Companies embroiled in severe ESG-related controversies as well as firms with business operations linked to weapons, tobacco, thermal coal, oil & gas, and oil sands are excluded.
MSCI’s Climate Paris Aligned methodology then reweights remaining securities based on the risks and opportunities associated with the climate transition while also seeking to minimize exclusions from the parent index.
MSCI harnesses a diverse range of data and analytical tools to aid in index construction. This includes scope 1, 2, and 3 carbon emissions, green revenues, and the index provider’s own proprietary low carbon transition score and climate value-at-risk measures.
The index offers an immediate 50% reduction in weighted average carbon intensity as well as a further 10% annual decarbonization going forward. These conditions satisfy the European Union’s Paris-aligned Benchmark (PAB) requirement, aligning the strategy with a trajectory to limit global warming to 1.5°C by 2050.

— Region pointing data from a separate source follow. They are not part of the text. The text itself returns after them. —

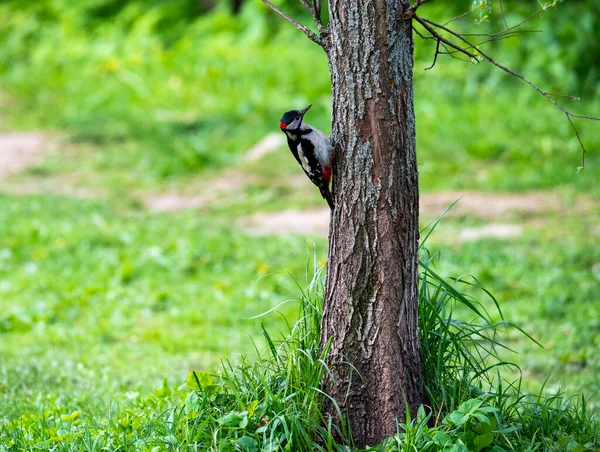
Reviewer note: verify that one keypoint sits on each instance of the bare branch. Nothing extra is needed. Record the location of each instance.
(437, 52)
(311, 35)
(503, 15)
(466, 46)
(436, 35)
(317, 12)
(410, 12)
(580, 142)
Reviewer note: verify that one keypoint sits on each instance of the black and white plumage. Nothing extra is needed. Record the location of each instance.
(311, 148)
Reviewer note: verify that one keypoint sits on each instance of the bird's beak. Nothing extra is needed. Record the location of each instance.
(304, 110)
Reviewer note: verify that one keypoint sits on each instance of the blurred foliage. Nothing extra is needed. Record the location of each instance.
(172, 87)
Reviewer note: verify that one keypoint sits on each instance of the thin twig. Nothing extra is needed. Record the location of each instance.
(498, 65)
(311, 35)
(317, 12)
(429, 25)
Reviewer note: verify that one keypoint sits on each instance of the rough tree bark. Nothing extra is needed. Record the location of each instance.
(370, 307)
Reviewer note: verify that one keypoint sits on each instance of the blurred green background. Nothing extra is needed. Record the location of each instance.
(131, 245)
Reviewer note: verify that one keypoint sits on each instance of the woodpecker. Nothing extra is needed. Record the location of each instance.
(311, 148)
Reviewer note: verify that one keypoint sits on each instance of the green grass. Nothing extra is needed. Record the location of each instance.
(101, 300)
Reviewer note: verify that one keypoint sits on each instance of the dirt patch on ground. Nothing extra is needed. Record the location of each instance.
(487, 206)
(20, 150)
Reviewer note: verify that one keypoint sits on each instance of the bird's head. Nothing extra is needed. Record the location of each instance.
(292, 120)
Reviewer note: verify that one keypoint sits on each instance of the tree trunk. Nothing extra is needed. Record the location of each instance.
(370, 308)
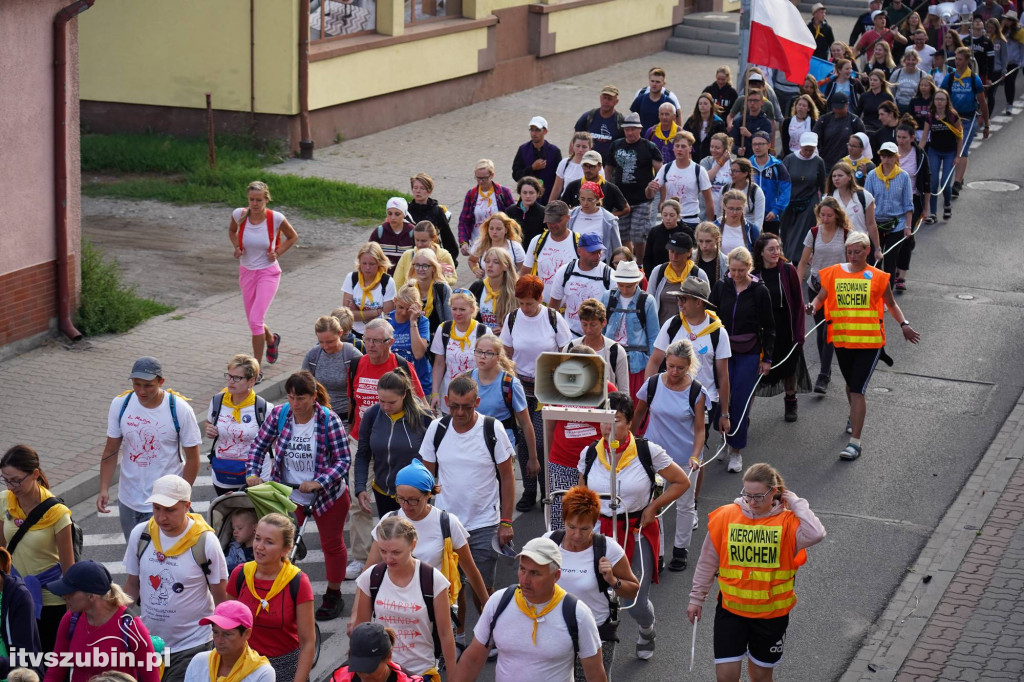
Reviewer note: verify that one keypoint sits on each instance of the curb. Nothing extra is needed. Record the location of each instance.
(82, 486)
(895, 633)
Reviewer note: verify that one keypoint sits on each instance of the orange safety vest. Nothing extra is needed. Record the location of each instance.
(757, 561)
(855, 306)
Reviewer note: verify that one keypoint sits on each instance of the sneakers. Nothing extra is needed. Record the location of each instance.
(678, 562)
(735, 463)
(791, 408)
(850, 453)
(332, 605)
(353, 569)
(645, 644)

In addition to the above primary objectives, the index aims to achieve secondary objectives such as maximizing exposure to sustainable energy providers, increasing the weight of companies with clear carbon reduction targets, minimizing fossil fuel exposure, reducing climate value-at-risk by 50%, and maintaining a modest tracking error relative to the parent index.
As of the end of January 2022, the index contained 319 constituents compared to 628 for the MSCI USA. There was notably higher weight in information technology stocks at 37.2% (vs. 29.4%) while the next-largest sector exposures were broadly in line with the parent universe – consumer discretionary (12.5%), health care (12.1%), financials (10.6%), and communication services (8.5%).
The largest stocks echoed those in the parent index albeit with slightly higher weights. They were Apple (8.0%), Microsoft (6.4%), Amazon (3.4%), Tesla (2.8%), Alphabet C (2.3%), Meta Platforms A (2.0%), and Nvidia (1.9%).
The ETF comes with a net expense ratio of 0.10% due to a contractual fee waiver in place until at least February 2023. Its gross expense ratio is 0.15%.
The fund is the second ETF in the US to explicitly follow a Paris-Aligned investment mandate following the December 2021 launch of the Goldman Sachs ActiveBeta Paris-Aligned Climate US Large Cap Equity ETF (GPAL US). GPAL covers the US large-cap equity market while combining Goldman Sachs’ proprietary ‘ActiveBeta’ multi-factor investment approach with adherence to the carbon reduction goals of the Paris Agreement. Its expense ratio is 0.20%.